Director of Student Success & Re-Entry Services

Why Rachel does this work...

I was drawn to the work of THEI for its commitment to breaking cycles of harm and facilitating opportunities for autonomy and self-determination inside prisons. Before joining the THEI team, I had worked in re-entry and as a college and student success counselor to first generation college students, and my passion for this work has always related to helping people have the freedom to self-determine, the access to information to make informed choices, and the support needed to overcome whatever barriers and challenges our systems impose on people. My passion for access to opportunity in prison developed through a Southern context, with a lens of dismantling systemic racism, ending economic exploitation, and breaking generational cycles of harm.

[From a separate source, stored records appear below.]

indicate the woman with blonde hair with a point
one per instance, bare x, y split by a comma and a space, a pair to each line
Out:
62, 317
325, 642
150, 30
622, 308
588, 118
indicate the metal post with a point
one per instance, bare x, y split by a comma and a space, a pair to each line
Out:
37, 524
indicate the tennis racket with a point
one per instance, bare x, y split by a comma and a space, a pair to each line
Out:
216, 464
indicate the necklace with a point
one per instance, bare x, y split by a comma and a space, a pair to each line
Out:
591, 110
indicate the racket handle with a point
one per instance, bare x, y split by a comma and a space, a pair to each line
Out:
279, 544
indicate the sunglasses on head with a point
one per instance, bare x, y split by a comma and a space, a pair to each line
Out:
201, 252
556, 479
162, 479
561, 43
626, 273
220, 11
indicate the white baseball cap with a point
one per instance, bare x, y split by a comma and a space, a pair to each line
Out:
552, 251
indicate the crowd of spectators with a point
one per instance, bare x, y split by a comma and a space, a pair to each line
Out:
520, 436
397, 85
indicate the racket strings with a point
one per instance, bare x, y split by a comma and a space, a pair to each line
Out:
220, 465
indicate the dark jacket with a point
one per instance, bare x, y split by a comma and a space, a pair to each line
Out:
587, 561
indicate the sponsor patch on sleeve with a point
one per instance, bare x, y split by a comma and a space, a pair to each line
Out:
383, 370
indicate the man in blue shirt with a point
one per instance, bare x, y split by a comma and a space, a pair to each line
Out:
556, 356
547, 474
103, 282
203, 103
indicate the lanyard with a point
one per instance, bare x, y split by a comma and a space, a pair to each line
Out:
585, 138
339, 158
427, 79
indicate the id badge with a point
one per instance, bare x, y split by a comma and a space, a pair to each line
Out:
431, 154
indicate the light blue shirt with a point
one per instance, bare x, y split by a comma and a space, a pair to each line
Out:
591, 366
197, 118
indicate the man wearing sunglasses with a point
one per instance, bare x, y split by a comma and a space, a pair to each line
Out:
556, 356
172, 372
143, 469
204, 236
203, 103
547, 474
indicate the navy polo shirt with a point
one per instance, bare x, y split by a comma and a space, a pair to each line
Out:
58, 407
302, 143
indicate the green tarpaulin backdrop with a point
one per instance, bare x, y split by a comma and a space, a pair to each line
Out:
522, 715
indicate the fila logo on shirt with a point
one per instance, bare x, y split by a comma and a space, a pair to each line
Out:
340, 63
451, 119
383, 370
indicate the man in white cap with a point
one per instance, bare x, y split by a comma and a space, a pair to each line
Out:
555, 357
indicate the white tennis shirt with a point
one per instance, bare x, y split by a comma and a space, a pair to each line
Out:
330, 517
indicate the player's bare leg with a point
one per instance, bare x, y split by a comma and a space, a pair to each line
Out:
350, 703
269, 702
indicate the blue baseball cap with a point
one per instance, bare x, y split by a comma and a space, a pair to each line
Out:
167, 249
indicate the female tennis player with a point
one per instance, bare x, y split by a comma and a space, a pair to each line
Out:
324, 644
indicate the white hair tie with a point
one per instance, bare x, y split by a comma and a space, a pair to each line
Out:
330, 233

Having been raised in a family impacted by incarceration, I learned at a young age that we are all so much more than the worst things we have ever done, and that all people are deserving of dignity and respect. THEI creates a container for self-exploration and achievement, and supports people in navigating systems that have been designed without their success, joy, freedom, or best interests in mind. People are not disposable, and prisons and punishment don’t make us safer, but community and resources do. I believe that we really have to wrestle with the question, “what do we do about harm?” because the answers are not simple, and we must be willing to really face the question itself if we want to end the oppression, violence, and suffering that our current system sustains.

Rachel Zolensky joined THEI in 2016 and is responsible for re-entry services for students who are transitioning back to the community after incarceration, in addition to providing administrative and operations support for the organization. In 2015 Rachel earned a Master’s degree in Social Entrepreneurship from USC Marshall School of Business, and in 2012 she earned her Bachelor’s of Arts in Sociology and American Studies & Ethnicity from the University of Southern California. Previously, Rachel worked for Project Return, where she assisted men and women returning from incarceration in overcoming barriers to employment. Rachel has also served as a college counselor for The Oasis Center, providing first-generation college students with support in their pursuits of higher education.